Are You Financially Healthy? The 3 Numbers You Should Know
When it comes to your money, there are an awful lot of numbers floating around.
From your savings account statement to your investing portfolio, every number tells you something … but some are more revealing than others.
Three numbers in particular give an indication of your overall financial health: Your retirement savings, your debt and your emergency fund.
“These three numbers are your basic financial security,” explains Stephany Kirkpatrick, a Certified Financial Planner™ and vice president of operations and financial advice at LearnVest Planning Services. By getting a handle on these figures, she says, “you’ll begin to develop the foundation to help build your future.”
Why does crunching this number matter? Simple. The money you save today will most likely be your primary income source for the entire time you’re retired, which could be 20 years … or far longer. And the secret of retirement savings is that the sooner you start saving, the more time your money has to grow. In other words, if you start investing money at 25 or 30, you’ll actually have to save less (and worry less) in the long run.
Now that increasing numbers of people don’t have pensions to rely on, it’s more crucial than ever that you open the proper retirement account for you. Chances are, it will be just you and your savings to help you retire on a beach, travel the world or gift to your grandkids.

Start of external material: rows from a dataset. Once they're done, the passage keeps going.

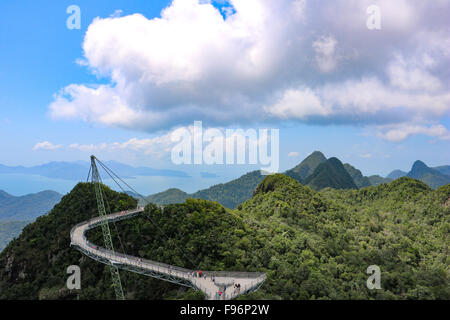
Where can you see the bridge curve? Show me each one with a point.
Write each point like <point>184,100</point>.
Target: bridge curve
<point>211,282</point>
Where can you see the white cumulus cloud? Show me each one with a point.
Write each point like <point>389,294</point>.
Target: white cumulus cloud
<point>46,145</point>
<point>264,61</point>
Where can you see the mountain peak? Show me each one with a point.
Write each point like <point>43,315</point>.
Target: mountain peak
<point>419,165</point>
<point>432,177</point>
<point>331,173</point>
<point>307,166</point>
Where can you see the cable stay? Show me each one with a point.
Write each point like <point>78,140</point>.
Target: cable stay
<point>212,283</point>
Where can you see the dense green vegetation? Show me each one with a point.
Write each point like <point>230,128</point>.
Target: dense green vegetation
<point>169,196</point>
<point>313,245</point>
<point>396,174</point>
<point>330,173</point>
<point>431,177</point>
<point>228,194</point>
<point>360,180</point>
<point>9,230</point>
<point>27,207</point>
<point>376,180</point>
<point>313,171</point>
<point>307,166</point>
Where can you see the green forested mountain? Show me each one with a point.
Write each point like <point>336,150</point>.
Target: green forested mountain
<point>330,173</point>
<point>312,245</point>
<point>9,230</point>
<point>169,196</point>
<point>431,177</point>
<point>443,169</point>
<point>232,193</point>
<point>376,180</point>
<point>360,180</point>
<point>307,166</point>
<point>396,174</point>
<point>228,194</point>
<point>27,207</point>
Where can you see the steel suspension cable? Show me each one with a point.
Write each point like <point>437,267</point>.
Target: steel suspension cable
<point>111,173</point>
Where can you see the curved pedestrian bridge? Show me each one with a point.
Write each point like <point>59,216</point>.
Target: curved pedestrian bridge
<point>223,285</point>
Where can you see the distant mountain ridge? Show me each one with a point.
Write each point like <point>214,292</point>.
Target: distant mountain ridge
<point>430,176</point>
<point>27,207</point>
<point>396,174</point>
<point>330,174</point>
<point>229,194</point>
<point>315,171</point>
<point>78,170</point>
<point>307,166</point>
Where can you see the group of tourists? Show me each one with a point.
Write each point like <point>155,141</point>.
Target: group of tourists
<point>198,274</point>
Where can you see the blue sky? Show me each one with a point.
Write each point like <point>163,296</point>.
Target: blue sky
<point>306,90</point>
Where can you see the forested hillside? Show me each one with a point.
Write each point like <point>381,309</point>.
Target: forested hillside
<point>313,245</point>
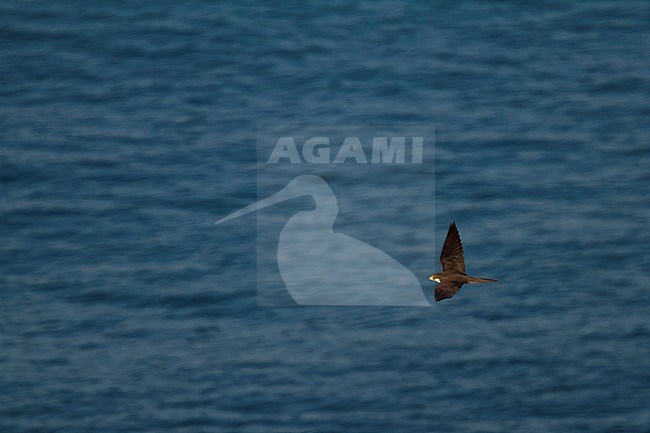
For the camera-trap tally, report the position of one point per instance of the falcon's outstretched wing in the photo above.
(451, 257)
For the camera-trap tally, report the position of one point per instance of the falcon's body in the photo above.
(453, 274)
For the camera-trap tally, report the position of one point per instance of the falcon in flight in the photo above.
(453, 274)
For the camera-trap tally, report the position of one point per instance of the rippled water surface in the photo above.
(127, 130)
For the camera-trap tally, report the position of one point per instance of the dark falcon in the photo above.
(453, 274)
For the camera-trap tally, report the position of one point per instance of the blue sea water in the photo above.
(128, 128)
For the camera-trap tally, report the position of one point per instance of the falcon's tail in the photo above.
(481, 280)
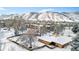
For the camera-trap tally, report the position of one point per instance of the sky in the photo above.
(19, 10)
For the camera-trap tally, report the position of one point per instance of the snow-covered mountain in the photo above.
(44, 16)
(74, 16)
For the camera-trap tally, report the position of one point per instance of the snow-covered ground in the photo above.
(6, 45)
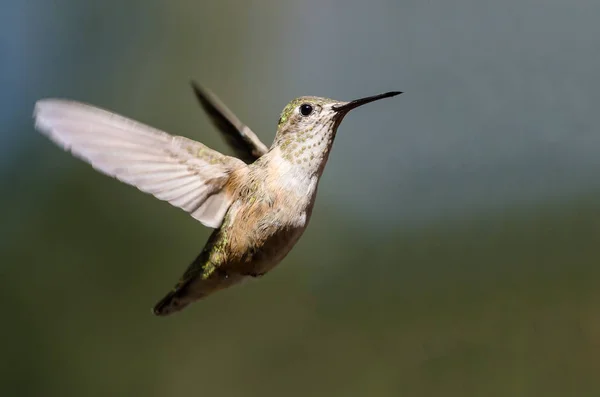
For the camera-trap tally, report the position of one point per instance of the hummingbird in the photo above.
(259, 203)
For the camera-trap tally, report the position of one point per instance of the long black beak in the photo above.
(359, 102)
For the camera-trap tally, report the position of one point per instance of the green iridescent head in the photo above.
(308, 125)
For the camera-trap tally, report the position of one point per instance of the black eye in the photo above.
(305, 109)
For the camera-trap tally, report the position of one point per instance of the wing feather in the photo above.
(186, 173)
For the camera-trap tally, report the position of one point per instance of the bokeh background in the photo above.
(454, 246)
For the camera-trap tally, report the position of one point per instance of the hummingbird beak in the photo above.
(359, 102)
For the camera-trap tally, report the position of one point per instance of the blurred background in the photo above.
(453, 249)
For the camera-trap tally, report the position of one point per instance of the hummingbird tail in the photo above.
(171, 303)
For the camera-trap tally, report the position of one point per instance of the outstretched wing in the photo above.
(176, 169)
(244, 142)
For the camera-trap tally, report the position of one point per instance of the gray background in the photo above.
(453, 247)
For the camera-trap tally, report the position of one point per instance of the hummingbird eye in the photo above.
(305, 109)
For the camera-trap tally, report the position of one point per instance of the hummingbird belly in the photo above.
(259, 237)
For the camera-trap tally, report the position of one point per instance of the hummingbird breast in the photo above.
(271, 209)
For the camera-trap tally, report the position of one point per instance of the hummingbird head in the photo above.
(307, 127)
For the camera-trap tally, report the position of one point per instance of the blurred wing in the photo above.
(244, 142)
(183, 172)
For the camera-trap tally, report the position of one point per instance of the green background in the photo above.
(453, 249)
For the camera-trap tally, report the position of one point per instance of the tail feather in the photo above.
(171, 303)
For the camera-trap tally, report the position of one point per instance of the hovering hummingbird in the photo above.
(259, 204)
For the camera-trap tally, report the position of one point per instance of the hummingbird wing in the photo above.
(176, 169)
(246, 145)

Crunch Your ‘Retirement Number’
First, it’s time to track down all of your retirement accounts. Maybe you put some money away early on in your career—then switched jobs and left that 401(k) behind. (In that case, it’s probably time for a rollover.) Maybe you opened a Roth IRA that you promptly forgot you had. Today’s the day to figure out exactly how much you’ve saved so far.
If sorting through the details of your accounts sounds like a drag, considering tracking them all in one place; LearnVest.com, for instance, lets you link up each of your accounts and see your total savings in one place. Then, just for fun, go ahead and see how your savings compare to others’.
But forecasting precisely how much we’ll need in the bank when it comes time to retire is an inexact science—for starters, there simply isn’t a way to predict how long we’ll live.
But you should have a rough estimate to guide your savings. To predict how much you should aim to save in total, you can start by using a free retirement calculator. The important details to plug in are your current age; the age you plan to retire (67 is standard); your household income; your current savings; about how much you expect your income to increase each year; the percentage of your current income you think you’ll need in retirement (also known as a “replacement ratio”); and the total number of years you’ll need your retirement income to last.
One note: Kirkpatrick recommends a replacement ratio of 85% of your current household pre-tax income at a minimum, but not everyone will need 85% exactly—check out our guide to estimating how much you’ll need to live the retired lifestyle you want.
Now that you have that number with all the zeroes … don’t panic! The earlier you start, the more time your money has to grow. Even if you only sock away $150 a month, that could grow to as much as $78,000 in 20 years. So you can make your contributions count by starting today.